Mapla Singam Movie Review
Director : Rajasekhar
Producer : P.Madhan
Writter : Don Ashok
Cast : Vimal | Anjali | Soori
Music : N. R. Raghunanthan
Cinematography : V.S. Tharun Balaji
Editor : Vivek Harshan
Production company : Escape Artists Motion Pictures
Running Time : 131 minutes
It looks like Vimal is synonymously getting settled with comfort compatibility when it comes to rural based entertainers. In fact, some of his hits like Kalavani and Desingu Raja have proved to be such illustrations. Filmmaker Rajasekhar has seemingly opted Vimal with such beliefs that a comedy caper in rural backdrops with Vimal and Soori combination would work out best results. Anjali teams up with Vimal for the third time after Thoonga Nagaram and Kalakalappu. Radharavi, Soori, Kaali Venkat, Jayaprakash and Ramdoss are the others in the star-cast.
It’s a hackneyed plot, where we see Vimal and Anjali belong to the families of different village cohorts that has been clashing with feuds for decades over the petty issues of egos and prestige. On an unexpected turn, their siblings fall in love and decide to get married, which turns the situations intensely complicated. Furthermore, Vimal and Anjali fall for each other, but situations impose the threat to their relationships.

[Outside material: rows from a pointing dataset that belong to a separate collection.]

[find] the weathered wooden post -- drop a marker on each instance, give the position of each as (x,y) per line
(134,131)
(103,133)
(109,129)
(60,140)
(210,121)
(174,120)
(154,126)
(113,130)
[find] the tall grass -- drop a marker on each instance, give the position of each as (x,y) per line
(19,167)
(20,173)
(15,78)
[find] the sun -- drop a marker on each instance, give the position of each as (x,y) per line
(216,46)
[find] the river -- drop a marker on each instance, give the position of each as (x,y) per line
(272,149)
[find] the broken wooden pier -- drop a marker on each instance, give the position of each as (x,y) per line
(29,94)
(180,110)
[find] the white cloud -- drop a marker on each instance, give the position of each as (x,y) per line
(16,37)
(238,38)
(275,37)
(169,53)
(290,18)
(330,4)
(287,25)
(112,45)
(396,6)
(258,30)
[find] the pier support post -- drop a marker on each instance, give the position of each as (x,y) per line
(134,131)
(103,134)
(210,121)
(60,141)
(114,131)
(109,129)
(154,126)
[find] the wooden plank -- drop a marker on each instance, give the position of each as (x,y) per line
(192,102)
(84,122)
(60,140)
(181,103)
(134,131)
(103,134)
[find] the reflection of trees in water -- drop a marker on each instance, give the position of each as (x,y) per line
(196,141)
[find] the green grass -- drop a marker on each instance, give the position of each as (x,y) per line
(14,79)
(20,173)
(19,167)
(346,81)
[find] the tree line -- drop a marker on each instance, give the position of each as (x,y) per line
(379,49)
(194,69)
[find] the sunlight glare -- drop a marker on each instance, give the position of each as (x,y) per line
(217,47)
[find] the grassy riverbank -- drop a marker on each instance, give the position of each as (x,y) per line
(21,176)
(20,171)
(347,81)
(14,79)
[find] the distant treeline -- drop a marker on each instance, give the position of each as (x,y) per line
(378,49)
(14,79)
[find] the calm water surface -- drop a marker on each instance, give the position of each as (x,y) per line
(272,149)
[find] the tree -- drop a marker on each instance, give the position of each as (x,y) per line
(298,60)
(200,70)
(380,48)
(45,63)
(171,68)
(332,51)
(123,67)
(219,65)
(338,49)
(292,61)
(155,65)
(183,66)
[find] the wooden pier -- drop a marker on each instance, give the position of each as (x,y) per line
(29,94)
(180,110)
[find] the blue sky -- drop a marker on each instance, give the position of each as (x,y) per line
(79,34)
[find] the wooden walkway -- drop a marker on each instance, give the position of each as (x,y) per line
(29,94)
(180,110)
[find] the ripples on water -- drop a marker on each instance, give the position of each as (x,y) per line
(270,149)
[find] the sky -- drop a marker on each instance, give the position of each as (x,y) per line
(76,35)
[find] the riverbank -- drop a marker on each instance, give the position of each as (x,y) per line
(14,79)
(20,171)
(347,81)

The dramatic events as cited in the synopsis look time worn for we have seen many of such tales in limitless numbers. Rajasekhar has tried appealing to the universal audiences with the treatment of tickling funny bones. Well, it works out in certain places with the combination of Vimal, Soori and Kaali Venkat. On the other end, Munishkanth (a) Ramdoss tries to evoke laughter too and Lollu Sabha Swaminathan adds up to this quotient. In spite of having some light humor elements, the film actually lacks substantiality in screenplay.
Vimal gives an effortless performance and sticks to this role just like tailor-made. Anjali too is offered a similar role of Tomboyish shade as in her erstwhile movies. Soori always shares a good rapport with actors like Vimal and Sivakarthikeyan and in all likelihood, this one proves more illustrating of this. Radharavi is at his best. Jayaprakash appears in few portions and has nothing much to deliver.
The first half is lively in parts and as the story proceeds to second hour, it slows down the pace, but it’s fine to see the comedy portions often spread out.
On the whole, Mappillai Singam is a mindless entertainer that could somewhat click among the audiences at sub-urban and rural areas.